The Faces loafing around the Top Of The Pops stage. Among the troubadours, was the organ player, with a perfect black barnet, sitting quite still, occasionally mouthing the lyrics. He was undoubtedly the coolest of the lot, the kid in the playground who everyone wanted to emulate, playing the keyboards in his own peerless manner, adding the glue to the various elements of the tune. Years later, I would marvel at the keys on that song. They are the bit that you don't notice at first, yet are crucial to how the whole song fits together.
And so it was elsewhere. If you love your music, you will dig a bit further and keep on digging. So I soon found out that three of The Faces had been in another band, The Small Faces, that Mac (as he was known) had joined them around 1965. He had been a key element of the gang that had lived for a period at 22 Westmoreland Terrace, Pimlico and produced some of the most memorable tunes of the sixties. Before that, he had been a member of The Muleskinners and The Boz People (with future Bad Company member Boz Burrell).
You don't have to listen to too many records to gain an understanding of Mac's influence. From the music hall flavour of Lazy Sunday, to the soulful vibe of The Faces' Glad And Sorry, and the wistful brilliance of Debris, his playing is integral. His contribution to other bands' work, particularly The Rolling Stones, is also significant, for example the electric piano on Miss You from Some Girls.
But Mac's influence surpasses that of a musician. As soon as the news of his passing emerged, Facebook and Twitter were full of tributes to the man. Many people had a story to tell about meeting him, of how he took time to talk, of his generosity and warmth. He was no aloof rock star but someone who loved people, took his fans for who they were and spoke to them on the same level.
I met him a few years ago after a gig by his band, The Bump Band, at The Maze in Nottingham. I spoke to him after the gig, he signed an autograph, and answered my questions about his music and the bands he had played with. One question had been at the back of my mind for years. Its the sort of trainspotterish question that only the true fan has any interest in. It related to the line in Debris when Ronnie Lane sings about "that old familiar love song", which he would hear "at the top of the stairs". Which song was he talking about?, I had wondered. Was it a specific one? Early Tamla Motown? Or Stax?
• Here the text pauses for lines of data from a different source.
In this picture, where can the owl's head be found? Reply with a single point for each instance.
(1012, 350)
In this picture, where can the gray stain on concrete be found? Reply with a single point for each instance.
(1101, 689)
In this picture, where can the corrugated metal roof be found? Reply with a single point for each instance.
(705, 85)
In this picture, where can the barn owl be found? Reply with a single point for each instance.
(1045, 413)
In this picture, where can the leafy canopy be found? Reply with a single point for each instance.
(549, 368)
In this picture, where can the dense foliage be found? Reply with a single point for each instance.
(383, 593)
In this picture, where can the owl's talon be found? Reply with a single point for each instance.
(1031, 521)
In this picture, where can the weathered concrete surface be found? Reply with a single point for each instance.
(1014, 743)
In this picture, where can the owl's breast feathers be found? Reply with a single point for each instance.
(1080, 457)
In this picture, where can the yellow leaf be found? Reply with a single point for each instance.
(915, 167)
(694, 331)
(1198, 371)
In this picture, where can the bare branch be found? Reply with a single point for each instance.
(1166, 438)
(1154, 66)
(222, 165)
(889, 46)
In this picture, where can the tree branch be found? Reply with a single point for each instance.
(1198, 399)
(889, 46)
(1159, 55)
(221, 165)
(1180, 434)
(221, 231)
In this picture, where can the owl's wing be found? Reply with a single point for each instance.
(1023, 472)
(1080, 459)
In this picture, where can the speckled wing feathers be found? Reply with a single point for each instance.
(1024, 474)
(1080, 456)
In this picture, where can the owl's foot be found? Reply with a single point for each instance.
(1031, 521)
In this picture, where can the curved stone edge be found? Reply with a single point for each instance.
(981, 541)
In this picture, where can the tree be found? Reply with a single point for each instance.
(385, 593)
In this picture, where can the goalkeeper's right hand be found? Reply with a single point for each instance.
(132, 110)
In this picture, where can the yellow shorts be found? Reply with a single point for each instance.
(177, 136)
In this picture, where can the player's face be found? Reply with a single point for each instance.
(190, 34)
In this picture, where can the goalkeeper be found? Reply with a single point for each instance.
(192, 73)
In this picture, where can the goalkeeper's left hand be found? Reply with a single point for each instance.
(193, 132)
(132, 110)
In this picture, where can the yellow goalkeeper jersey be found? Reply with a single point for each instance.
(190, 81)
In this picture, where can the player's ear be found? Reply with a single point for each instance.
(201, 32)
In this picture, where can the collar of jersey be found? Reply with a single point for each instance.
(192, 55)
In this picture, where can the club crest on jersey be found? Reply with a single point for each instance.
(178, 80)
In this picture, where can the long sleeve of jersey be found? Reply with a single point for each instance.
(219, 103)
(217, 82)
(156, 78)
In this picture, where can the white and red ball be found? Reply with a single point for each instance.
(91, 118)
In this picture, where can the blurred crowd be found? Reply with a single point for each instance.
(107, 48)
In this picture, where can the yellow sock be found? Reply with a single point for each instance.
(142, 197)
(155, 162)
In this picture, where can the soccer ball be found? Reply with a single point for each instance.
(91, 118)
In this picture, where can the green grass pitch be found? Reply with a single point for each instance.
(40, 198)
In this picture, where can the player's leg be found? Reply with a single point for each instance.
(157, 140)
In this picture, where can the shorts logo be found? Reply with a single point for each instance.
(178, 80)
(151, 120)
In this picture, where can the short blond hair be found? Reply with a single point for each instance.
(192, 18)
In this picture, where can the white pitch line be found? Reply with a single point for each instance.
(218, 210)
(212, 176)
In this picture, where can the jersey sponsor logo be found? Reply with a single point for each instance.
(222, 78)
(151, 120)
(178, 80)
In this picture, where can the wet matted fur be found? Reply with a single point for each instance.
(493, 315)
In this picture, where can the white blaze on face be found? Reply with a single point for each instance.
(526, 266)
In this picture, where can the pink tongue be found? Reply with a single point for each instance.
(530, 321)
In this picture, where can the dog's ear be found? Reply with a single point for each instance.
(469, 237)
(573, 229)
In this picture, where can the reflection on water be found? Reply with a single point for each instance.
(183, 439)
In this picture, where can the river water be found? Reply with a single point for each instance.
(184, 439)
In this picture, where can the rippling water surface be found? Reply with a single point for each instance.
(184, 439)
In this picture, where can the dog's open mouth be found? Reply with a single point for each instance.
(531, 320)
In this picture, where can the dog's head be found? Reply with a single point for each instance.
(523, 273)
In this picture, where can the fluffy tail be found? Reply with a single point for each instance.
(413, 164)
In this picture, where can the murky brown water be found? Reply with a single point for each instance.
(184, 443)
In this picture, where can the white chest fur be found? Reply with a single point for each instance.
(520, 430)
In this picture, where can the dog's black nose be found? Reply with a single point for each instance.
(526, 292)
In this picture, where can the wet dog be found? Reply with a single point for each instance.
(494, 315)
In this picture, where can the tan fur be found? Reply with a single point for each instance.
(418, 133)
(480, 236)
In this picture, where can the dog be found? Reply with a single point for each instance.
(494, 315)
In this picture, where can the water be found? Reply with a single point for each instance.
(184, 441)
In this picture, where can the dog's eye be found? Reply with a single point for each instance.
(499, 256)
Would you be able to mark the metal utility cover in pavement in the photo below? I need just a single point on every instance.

Or, probably (given its author's age) something much earlier?
I asked Mac this question, half expecting him to laugh. He didn't. He spoke, matter-of-fact, like it was the most obvious question in the world. "He never knew", he said. "He'd sit there and his Dad would come in, whistling this tune. He never knew what it was. But it stuck with him all his life".
What a star, I thought that night. Here is a man who has played with the vast majority of the true greats and he's answering questions from a punter he's never met before, talking as if you've known each other for years. And, judging from the comments on Facebook, I wasn't the only one.
A brilliant account of his life and times is contained in his autobiography All The Rage, which comes strongly recommended. And then listen to the musical legacy - the instrumental Grow Your Own ("people ask why I never play it, he said that night at The Maze - it was a jam!"), the title track on Ogdens' Nut Gone Flake, the introduction to Love Lived Here, the peerless beauty of All Or Nothing and The Autumn Stone, the playful mood of You're So Rude.
Mac was a musical presence whose loss has genuinely made the world an emptier place. It would be nice to think that he's up there somewhere, right now, jamming with Steve Marriott and Ronnie Lane. That's a thought to conjure with.
Ian Patrick McLagan, Born Hounslow 12 May 1945 - died Austin, Texas 3 December 2014, RIP.